Detecting road modality and occupancy patterns to enhance urban planning in Dordrecht Smart City

Published on July 24th, 2017

Cities are increasing their population due to the massive migration and urbanisation. In fact, a report from the United Nations stated that the percentage of world’s population that lives in urban areas is expected to increase from 54% in 2014 to 66% by 2050.

For this reason, public authorities are worried about the impact that the increase of people could have in the urban plan- ning of metropolises. The Internet of Things is enabling the detection of the most regular routes; volume of cars, bicycles or pedestrians and most crowded streets passing times.

Dimitris Kyritsis, Surveying & Geomatics engineer from TU Delft, has developed a research project in the city of Dordrecht (The Netherlands) to get his MSc Thesis. Eight IoT Gateways Meshlium have been placed in the cross sections of several streets to monitor pedestrians, bicyclists and vehicles.

Map of Zaragoza (Spain)

This research has been carried out for a period of one month, between the middle of September 2016 until the middle of October 2016, in order to detect the road modality and occupancy patterns as a way to enhance the urban planning in the Dutch city.

Real-time monitoring in Dordrecht city centre

The Meshlium Scanners have been installed in the downtown of Dordrecht, between the city centre and the central railway station. The main reason is that the majority of the shops and offices of the city are located in this area.

Several technicians installing the Meshlium Scanners

Moreover, it is next to the central station, which comprises the basic means of transport to and from nearby cities like Rotterdam.

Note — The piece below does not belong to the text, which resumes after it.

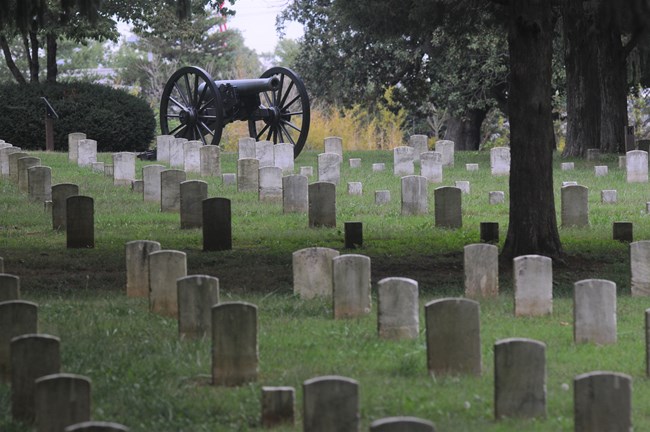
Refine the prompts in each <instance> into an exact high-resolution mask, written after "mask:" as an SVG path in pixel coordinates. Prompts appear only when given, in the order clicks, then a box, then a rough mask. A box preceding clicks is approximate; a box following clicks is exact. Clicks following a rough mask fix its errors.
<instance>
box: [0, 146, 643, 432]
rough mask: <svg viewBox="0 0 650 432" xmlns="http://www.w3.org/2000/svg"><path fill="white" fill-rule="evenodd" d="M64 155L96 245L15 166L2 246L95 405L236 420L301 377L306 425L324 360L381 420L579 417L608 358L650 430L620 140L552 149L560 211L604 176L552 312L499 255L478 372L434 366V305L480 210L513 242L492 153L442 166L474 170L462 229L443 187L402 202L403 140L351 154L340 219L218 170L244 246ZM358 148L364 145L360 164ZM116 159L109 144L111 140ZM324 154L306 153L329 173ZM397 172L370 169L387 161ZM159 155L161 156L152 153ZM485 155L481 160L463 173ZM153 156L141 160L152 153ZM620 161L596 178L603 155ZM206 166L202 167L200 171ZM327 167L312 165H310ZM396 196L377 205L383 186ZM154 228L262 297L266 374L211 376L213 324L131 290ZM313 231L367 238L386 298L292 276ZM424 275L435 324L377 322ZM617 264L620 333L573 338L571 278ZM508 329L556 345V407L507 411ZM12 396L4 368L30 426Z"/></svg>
mask: <svg viewBox="0 0 650 432" xmlns="http://www.w3.org/2000/svg"><path fill="white" fill-rule="evenodd" d="M30 154H34V155H36V156H38V157H40V158H41V159H42V164H43V165H47V166H50V167H52V173H53V179H52V184H56V183H63V182H71V183H77V184H78V185H79V187H80V193H81V194H82V195H88V196H91V197H93V198H94V201H95V248H94V249H86V250H76V249H70V250H68V249H66V246H65V245H66V237H65V233H62V232H56V231H53V230H52V223H51V219H50V216H49V214H47V213H45V212H44V211H43V206H42V205H40V204H35V203H31V202H29V200H28V198H27V197H26V196H25V195H23V194H21V193H19V192H18V190H17V186H16V185H14V184H13V183H11V182H10V181H9V180H8V179H6V178H3V179H0V256H1V257H3V258H4V265H5V272H7V273H10V274H15V275H18V276H20V278H21V293H22V297H23V298H24V299H26V300H30V301H34V302H36V303H37V304H38V305H39V330H40V332H42V333H47V334H51V335H55V336H58V337H60V338H61V355H62V361H61V363H62V372H69V373H77V374H81V375H85V376H88V377H89V378H90V379H91V380H92V418H93V419H94V420H105V421H115V422H119V423H123V424H125V425H126V426H128V427H129V428H130V430H131V431H132V432H136V431H138V432H139V431H142V432H144V431H157V432H172V431H185V432H190V431H192V432H194V431H220V430H223V431H230V430H251V429H259V428H261V426H260V412H261V409H260V399H261V387H262V386H293V387H295V389H296V417H297V419H296V423H295V426H294V427H287V428H284V429H282V428H280V429H278V430H287V431H290V430H302V423H301V410H302V383H303V381H305V380H307V379H309V378H313V377H316V376H321V375H341V376H345V377H349V378H352V379H355V380H357V381H358V382H359V386H360V390H359V394H360V406H361V423H362V430H367V429H368V426H369V424H370V423H371V422H372V421H373V420H376V419H379V418H382V417H387V416H396V415H411V416H417V417H421V418H425V419H429V420H431V421H433V422H434V423H435V424H436V427H437V430H440V431H520V430H526V431H558V430H573V378H574V377H575V376H576V375H578V374H581V373H585V372H590V371H594V370H608V371H616V372H623V373H626V374H629V375H631V376H632V378H633V396H632V400H633V425H634V427H635V430H650V385H649V384H648V381H647V379H646V377H645V330H644V311H645V309H647V308H650V298H638V297H636V298H632V297H630V269H629V246H628V245H627V244H625V243H620V242H616V241H613V240H612V223H613V222H614V221H629V222H632V223H633V224H634V238H635V240H644V239H650V223H649V219H648V218H649V217H650V216H649V215H648V214H646V211H645V203H646V202H647V201H650V189H649V188H648V184H647V183H646V184H627V183H626V180H625V172H624V171H623V170H622V169H620V168H618V159H617V157H615V156H606V157H604V158H603V159H602V160H600V161H599V162H597V163H595V162H587V161H584V160H570V161H573V162H575V165H576V169H575V170H574V171H561V170H560V168H559V167H560V163H561V162H565V160H561V159H560V158H557V160H556V161H555V166H556V171H555V178H554V182H555V186H556V196H555V202H556V206H557V211H558V223H561V218H560V186H561V183H562V182H563V181H571V180H574V181H577V182H578V183H579V184H581V185H584V186H587V187H589V206H590V216H589V217H590V226H589V227H588V228H560V235H561V239H562V243H563V246H564V249H565V252H566V257H565V259H564V260H563V261H562V262H555V263H554V264H553V272H554V282H553V287H554V297H555V298H554V306H553V313H552V314H551V315H549V316H545V317H539V318H515V317H514V316H513V289H512V268H511V264H510V263H507V262H502V263H501V264H500V266H501V267H500V275H499V278H500V280H499V282H500V292H501V294H500V296H499V298H497V299H490V300H482V301H481V302H480V303H481V339H482V340H481V344H482V361H483V373H482V375H481V376H480V377H474V376H471V377H464V376H463V377H445V376H429V375H428V373H427V367H426V343H425V334H424V312H423V308H424V305H425V304H426V303H427V302H429V301H431V300H433V299H437V298H442V297H460V296H463V255H462V250H463V246H464V245H466V244H470V243H476V242H478V240H479V224H480V222H488V221H489V222H498V223H499V225H500V234H501V242H500V246H502V245H503V241H504V239H505V234H506V231H507V223H508V204H507V201H508V178H507V177H492V176H491V175H490V168H489V153H476V152H462V153H456V163H455V166H454V167H452V168H445V171H444V182H443V183H442V184H441V185H453V184H454V181H456V180H467V181H469V182H470V187H471V192H470V194H469V195H463V198H462V199H463V228H462V229H459V230H446V229H439V228H436V227H435V224H434V217H433V194H434V192H433V190H434V187H437V186H439V185H432V184H429V190H428V193H429V214H428V215H424V216H401V215H400V181H399V178H398V177H395V176H393V175H392V152H385V151H373V152H349V153H346V154H345V157H344V162H343V165H342V169H341V173H342V177H341V183H340V185H339V187H338V188H337V228H319V229H309V228H307V216H306V215H293V214H292V215H284V214H283V213H282V208H281V205H275V204H260V203H259V202H258V199H257V194H255V193H237V191H236V187H235V186H223V185H222V184H221V180H220V179H219V178H201V180H204V181H207V183H208V196H209V197H215V196H220V197H226V198H230V199H231V200H232V212H233V213H232V221H233V249H232V250H231V251H226V252H203V251H202V250H201V248H202V239H201V231H200V230H181V229H180V220H179V215H178V214H170V213H161V212H160V211H159V206H158V205H157V204H155V203H145V202H143V201H142V197H141V195H138V194H135V193H133V192H132V191H131V190H130V188H128V187H116V186H113V184H112V180H111V179H109V178H107V177H105V176H104V175H102V174H98V173H93V172H91V170H90V169H84V168H78V167H76V166H74V165H73V164H71V163H69V162H68V160H67V154H63V153H52V154H48V153H44V152H30ZM349 158H361V159H362V165H361V167H360V168H357V169H351V168H349V164H348V159H349ZM98 159H99V160H100V161H105V162H109V161H110V155H109V154H100V155H99V156H98ZM316 159H317V153H316V152H303V153H302V154H301V155H300V156H299V158H298V159H297V160H296V172H297V171H298V169H299V168H298V167H299V166H302V165H311V166H313V167H314V169H315V171H316ZM377 162H384V163H386V171H384V172H372V169H371V166H372V163H377ZM147 163H153V162H147ZM466 163H478V164H479V167H480V168H479V170H478V171H466V170H465V164H466ZM144 164H145V163H144V162H141V161H138V162H137V168H136V172H137V173H140V172H141V171H140V169H141V167H142V166H144ZM596 164H598V165H608V167H609V174H608V175H607V176H604V177H595V176H594V165H596ZM222 171H223V172H232V173H234V172H236V155H234V154H223V155H222ZM193 178H197V179H198V178H199V177H198V176H197V175H192V174H190V175H188V179H193ZM312 180H313V179H312ZM349 181H360V182H362V183H363V195H362V196H349V195H348V194H347V186H346V185H347V182H349ZM380 189H387V190H389V191H390V193H391V197H392V200H391V202H390V203H389V204H385V205H376V204H375V203H374V191H375V190H380ZM606 189H616V190H617V191H618V202H617V203H616V204H602V203H601V202H600V191H601V190H606ZM497 190H501V191H505V193H506V204H500V205H489V204H488V192H489V191H497ZM346 221H360V222H362V223H363V235H364V246H363V248H361V249H357V250H354V251H348V250H345V249H343V223H344V222H346ZM131 240H155V241H158V242H160V243H161V245H162V247H163V249H175V250H181V251H183V252H186V253H187V264H188V274H207V275H211V276H215V277H217V278H219V281H220V290H221V295H220V296H221V300H222V301H230V300H244V301H247V302H250V303H253V304H256V305H257V306H258V307H259V356H260V373H259V377H258V380H257V382H255V383H253V384H249V385H245V386H241V387H238V388H220V387H214V386H211V385H210V370H211V358H210V349H211V347H210V340H209V338H207V339H205V340H199V341H191V340H179V337H178V326H177V322H176V321H175V320H173V319H168V318H165V317H161V316H158V315H155V314H151V313H149V311H148V302H147V300H146V299H130V298H127V297H126V296H125V282H126V279H125V263H124V261H125V252H124V244H125V243H126V242H128V241H131ZM311 246H324V247H331V248H335V249H338V250H340V251H341V253H361V254H364V255H367V256H369V257H370V258H371V260H372V282H373V310H372V312H371V313H370V314H369V315H368V316H366V317H363V318H360V319H353V320H336V321H335V320H333V319H332V307H331V304H330V301H328V300H325V299H319V300H309V301H306V300H301V299H300V298H298V297H296V296H294V295H293V292H292V269H291V254H292V252H294V251H295V250H298V249H302V248H305V247H311ZM389 276H401V277H409V278H412V279H415V280H416V281H418V283H419V288H420V302H421V309H420V329H421V331H420V336H419V337H418V338H417V339H415V340H409V341H399V342H395V341H385V340H381V339H379V338H378V337H377V318H376V300H377V299H376V296H375V295H374V294H375V293H376V282H377V281H379V280H380V279H382V278H384V277H389ZM588 278H600V279H608V280H612V281H614V282H615V283H616V284H617V290H618V309H617V316H618V342H617V344H615V345H609V346H596V345H589V344H586V345H575V344H574V343H573V328H572V326H573V305H572V290H573V283H574V282H576V281H579V280H582V279H588ZM508 337H526V338H532V339H536V340H539V341H542V342H544V343H545V344H546V347H547V348H546V358H547V408H548V409H547V411H548V414H547V417H546V418H544V419H537V420H532V421H531V420H504V421H499V422H495V421H494V414H493V411H494V403H493V397H494V395H493V391H494V390H493V382H494V378H493V371H494V368H493V361H494V359H493V345H494V343H495V342H496V341H497V340H500V339H503V338H508ZM10 401H11V394H10V388H9V386H7V385H3V384H0V430H2V431H8V432H9V431H11V432H18V431H21V432H22V431H29V430H31V429H30V428H29V427H26V426H23V425H19V424H14V423H12V421H11V412H10V409H11V403H10Z"/></svg>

Dordrecht is mainly a residential area so there are significant changes in the movement flows and occupancy patterns during the day when citizens go to and return from their jobs.

Diagram of the deployment in Dordrecht

Meshlium detects the MAC address of smartphones, hands free and cars by scanning Wi-Fi signals. The IoT Gateways have been synchronised by the use of an external digital device (digital clock). Data was downloaded periodically by the use of a lap- top through Wi-Fi connection to the local database of each sensor in order to avoid overloading problems.

The relevant employees of the Municipality of Dordrecht were totally satisfied with the abilities of the system and the information that it can provide to be used for various purposes such as pre and post processing tool of urban development planning, traffic monitoring system, crowd control, facility usage as well as marketing purposes”, stated Dimitris Kyritsis, Surveying & Geomatics engineer from TU Delft.

Meshlium Scanner installed in a cross section of Dordrecht’ss streets

For the collection of data, the Meshlium Manager System of Libelium has been used to access to the local database of each sensor and download the stored data. Postgres has been the basic tool for the data storage. Afterward, SQL queries and python script have been used for the analysis part while QGIS has allowed the visualisation of the results with flow and density maps.